Hyundai Motor said its factory in Cangzhou, Heibei, was suspended on Tuesday morning after a German supplier that makes air intakes refused to provide parts because of delayed payment from Hyundai’s Chinese partner.
The overdue payment is estimated to be 18.9 billion won ($16.7 million).
“The supplier hasn’t been paid for about three to four months,” the spokesman at Hyundai Motor’s Seoul headquarters said.
“We expect the factory to resume operation very soon but cannot make any concrete estimation,” the spokesman added.
It has been only a week since four of Hyundai Motor’s Chinese factories - three in Beijing and one in Cangzhou - resumed operation after they were shut down when a local supplier that makes fuel tanks didn’t provide parts due to delayed payment, also reported to amount to 18.9 billion won. The four factories had been shut for about a week.
Although they resumed production on Aug. 30, the delayed payment hasn’t been resolved yet.
“Hyundai Motor is constantly negotiating with BAIC Motor to pay the suppliers but we don’t know if it will end up with a good result,” the spokesman said.
Hyundai Motor’s Chinese unit Beijing Hyundai - a 50-50 joint venture between Hyundai Motor and BAIC Motor - has been facing a severe sales decline in China ever since Seoul decided to deploy the U.S.-led Terminal High Altitude Area Defense antimissile system early this year. Negative consumer sentiment towards Korean companies as well as Hyundai’s miscalculated local strategy have simultaneously hit the carmaker, resulting in a more than 40 percent year-on-year sales drop in the first half of the year.
The local unit’s finances - including paying suppliers - are handled by BAIC Motor, Hyundai Motor said.
The domestic auto industry is facing its biggest crisis to date with multiple internal and external factors simultaneously impacting car makers including the victory of Kia Motors’ labor union in a suit over including bonuses as ordinary pay and the ripple effect the decision will have.
On Tuesday, the labor union of GM Korea said it will go on a partial strike after failing to come to an agreement over wage raises with the company.
The union asked for a base pay raise of 154,883 won and a transition from the current eight-nine hour two shift working system to an eight-eight hour two shift working system. Its labor union also won a legal battle Monday over including bonuses as ordinary pay. The High Court ordered GM Korea to compensate its workers with a total of nine billion won.
Kaher Kazem, the newly appointed CEO of GM Korea, met with company executives at its Bupyeong plant in Incheon on Tuesday to discuss the latest issues the company is facing.
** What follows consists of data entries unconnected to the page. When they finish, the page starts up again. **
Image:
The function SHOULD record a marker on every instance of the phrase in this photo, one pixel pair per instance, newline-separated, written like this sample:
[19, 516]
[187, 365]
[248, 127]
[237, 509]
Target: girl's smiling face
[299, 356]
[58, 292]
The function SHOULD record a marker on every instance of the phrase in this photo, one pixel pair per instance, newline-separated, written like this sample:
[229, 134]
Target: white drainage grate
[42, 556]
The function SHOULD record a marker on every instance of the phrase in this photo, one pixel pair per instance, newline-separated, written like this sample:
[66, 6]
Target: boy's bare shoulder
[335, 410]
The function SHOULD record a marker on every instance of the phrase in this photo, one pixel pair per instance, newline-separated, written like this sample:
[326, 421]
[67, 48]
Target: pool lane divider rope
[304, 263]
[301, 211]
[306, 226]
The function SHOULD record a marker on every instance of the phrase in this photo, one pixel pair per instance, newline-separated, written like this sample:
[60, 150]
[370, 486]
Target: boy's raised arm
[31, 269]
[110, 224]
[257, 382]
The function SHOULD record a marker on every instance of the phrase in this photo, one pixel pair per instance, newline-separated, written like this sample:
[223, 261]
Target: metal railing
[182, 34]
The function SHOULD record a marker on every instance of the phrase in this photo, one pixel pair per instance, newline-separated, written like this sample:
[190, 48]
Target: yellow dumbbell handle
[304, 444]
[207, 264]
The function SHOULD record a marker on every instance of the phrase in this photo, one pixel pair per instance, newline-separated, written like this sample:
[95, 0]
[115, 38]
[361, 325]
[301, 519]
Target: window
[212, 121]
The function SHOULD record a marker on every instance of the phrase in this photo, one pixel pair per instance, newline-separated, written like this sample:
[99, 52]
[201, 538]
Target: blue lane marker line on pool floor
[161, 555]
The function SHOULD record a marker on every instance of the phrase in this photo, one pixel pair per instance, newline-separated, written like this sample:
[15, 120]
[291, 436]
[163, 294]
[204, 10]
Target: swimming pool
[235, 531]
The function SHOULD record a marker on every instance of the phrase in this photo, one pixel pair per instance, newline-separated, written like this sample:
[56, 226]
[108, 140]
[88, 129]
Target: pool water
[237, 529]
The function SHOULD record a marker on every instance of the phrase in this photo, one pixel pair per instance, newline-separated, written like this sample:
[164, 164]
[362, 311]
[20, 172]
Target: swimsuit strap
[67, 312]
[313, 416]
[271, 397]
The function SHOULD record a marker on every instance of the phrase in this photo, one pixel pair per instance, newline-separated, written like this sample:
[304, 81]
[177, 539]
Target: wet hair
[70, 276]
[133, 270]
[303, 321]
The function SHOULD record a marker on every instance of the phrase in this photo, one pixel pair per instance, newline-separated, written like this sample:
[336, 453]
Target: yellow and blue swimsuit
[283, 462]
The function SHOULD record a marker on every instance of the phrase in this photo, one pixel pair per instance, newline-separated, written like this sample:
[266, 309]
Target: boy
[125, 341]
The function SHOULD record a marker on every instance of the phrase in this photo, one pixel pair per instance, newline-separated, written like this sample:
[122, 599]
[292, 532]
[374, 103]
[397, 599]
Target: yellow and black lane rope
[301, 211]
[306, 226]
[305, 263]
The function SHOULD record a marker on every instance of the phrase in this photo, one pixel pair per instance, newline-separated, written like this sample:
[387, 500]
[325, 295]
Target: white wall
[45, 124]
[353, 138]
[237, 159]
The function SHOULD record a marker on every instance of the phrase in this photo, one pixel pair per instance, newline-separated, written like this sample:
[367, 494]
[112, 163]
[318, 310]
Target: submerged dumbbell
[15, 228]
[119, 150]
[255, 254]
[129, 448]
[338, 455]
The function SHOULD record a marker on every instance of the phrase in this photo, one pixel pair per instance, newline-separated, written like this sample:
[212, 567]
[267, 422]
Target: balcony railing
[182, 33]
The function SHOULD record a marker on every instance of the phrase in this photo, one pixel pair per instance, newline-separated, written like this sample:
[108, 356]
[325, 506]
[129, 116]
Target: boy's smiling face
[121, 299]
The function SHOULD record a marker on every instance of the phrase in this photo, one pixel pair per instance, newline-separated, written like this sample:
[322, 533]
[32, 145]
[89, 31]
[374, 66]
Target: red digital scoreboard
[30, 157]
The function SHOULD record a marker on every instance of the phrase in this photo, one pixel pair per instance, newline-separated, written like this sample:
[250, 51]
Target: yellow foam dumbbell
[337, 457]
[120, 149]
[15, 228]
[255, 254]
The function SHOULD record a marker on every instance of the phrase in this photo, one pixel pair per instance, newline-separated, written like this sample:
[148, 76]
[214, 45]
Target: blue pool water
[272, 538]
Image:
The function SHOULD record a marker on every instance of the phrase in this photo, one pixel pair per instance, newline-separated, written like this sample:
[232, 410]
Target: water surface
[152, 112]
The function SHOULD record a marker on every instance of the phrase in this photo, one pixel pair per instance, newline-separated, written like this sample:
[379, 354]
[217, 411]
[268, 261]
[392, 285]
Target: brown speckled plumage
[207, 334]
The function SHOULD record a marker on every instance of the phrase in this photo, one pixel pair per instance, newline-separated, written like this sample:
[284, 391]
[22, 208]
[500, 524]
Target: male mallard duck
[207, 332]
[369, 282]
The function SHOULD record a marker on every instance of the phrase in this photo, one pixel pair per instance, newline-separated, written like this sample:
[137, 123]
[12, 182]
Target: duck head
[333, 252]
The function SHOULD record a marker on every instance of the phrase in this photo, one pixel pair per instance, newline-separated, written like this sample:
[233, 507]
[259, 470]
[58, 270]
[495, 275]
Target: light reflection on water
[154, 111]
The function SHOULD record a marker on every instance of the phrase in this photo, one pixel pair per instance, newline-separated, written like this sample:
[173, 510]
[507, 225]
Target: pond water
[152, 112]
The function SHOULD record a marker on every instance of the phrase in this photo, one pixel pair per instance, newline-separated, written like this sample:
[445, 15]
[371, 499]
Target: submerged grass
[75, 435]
GM Korea has been hit by constant rumors that it is planning to withdraw from the local market, especially since former CEO James Kim abruptly announced his resignation in July. The Korean unit of the Detroit-based auto giant has been generating an accumulated loss of more than 1 trillion won for the past three years.
Kazem met with the company’s labor union on Aug. 22 prior to officially taking office on Sept. 1.